【映画】ミスト

 スティーヴン・キングの中篇ホラー『霧』を映画化した、『ミスト』(フランク・ダラボン監督 2007年 アメリカ映画)を見てきました。
 嵐を追うように突如発生し、広範囲を覆った奇怪な濃霧。その中には怪物たちが徘徊し、人間は狩られるほかない。マーケットに閉じ込められた人々は、活路を求め戦いはじめる。
 キングにとっては中篇なのでしょうが、長さも内容も充分に長篇といえるこの作品は、1980年にカービー・マッコーリーのアンソロジー『闇の展覧会』(ハヤカワ文庫NV)のために書き下ろされたもので、アメリカのホラー小説の中では、すでにスタンダードな一篇であるといえるでしょう。映画化されることの多いキングの小説ですが、原作の発表から映画公開まで四半世紀を要したのは、特撮技術がようやくこの小説の世界に追いついた、ということなのかもしれません。
 この映画、ストーリーはほぼ原作どおりで、『霧』を読み返しているような気持ちに、何度もなりました。
 シャッターの隙間から這い込んでくる触手をはじめ、霧の中から襲ってくる怪物も、造形、動作ともに見事で、エンドクレジットにはCGオペレーターのほかに puppeteer(操演者、とでも訳しましょうか)という言葉も見られたので、人形の操作とCGを併せて撮影しているのでしょう。
 キャストも、いかにもキングが描きそうな人たちを揃えており、主人公を演じるトーマス・ジェーンはもちろんですが、マーケットの副店長役オリー・ウィークスや、ファナティックな聖書マニアを演じたマーシャ・ゲイ・ハーディンは、ことに適役、好演でした。
 おそらくは、数あるスティーヴン・キング原作の映画のうちでも、指折りの出来映えと言っていいでしょう。
 が、原作とは大きく異なる結末は、観た人たちのあいだで議論になるのではないか、と思います。
 まだ観ていない方の興味をそがないよう、どんな結末かは書きませんが、原作の結末、それも最後の一行に心うたれた僕としては、見終えたあと、この映画が胸のうちにおさまるまで、かなりの時間を要しました。伏線が細やかで説得力もあり、ダラボンがこの結末を選んだのも、じっくり考えてみれば納得はできるのですが。
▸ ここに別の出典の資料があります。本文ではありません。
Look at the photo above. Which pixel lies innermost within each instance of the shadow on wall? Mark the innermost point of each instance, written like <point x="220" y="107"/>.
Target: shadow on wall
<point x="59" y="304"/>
 個人的には、好きな映画のうちに数えることは、どうもできそうにありません。が、もしかしたらこれは、キング原作の映画のうちでも、傑作に数えられる一本かもしれない、という気もします。なお、原作のある映画を観るときには、僕自身いつも迷うのですが、この映画に関しては、先に原作を読んでおいたほうが良いように思いました。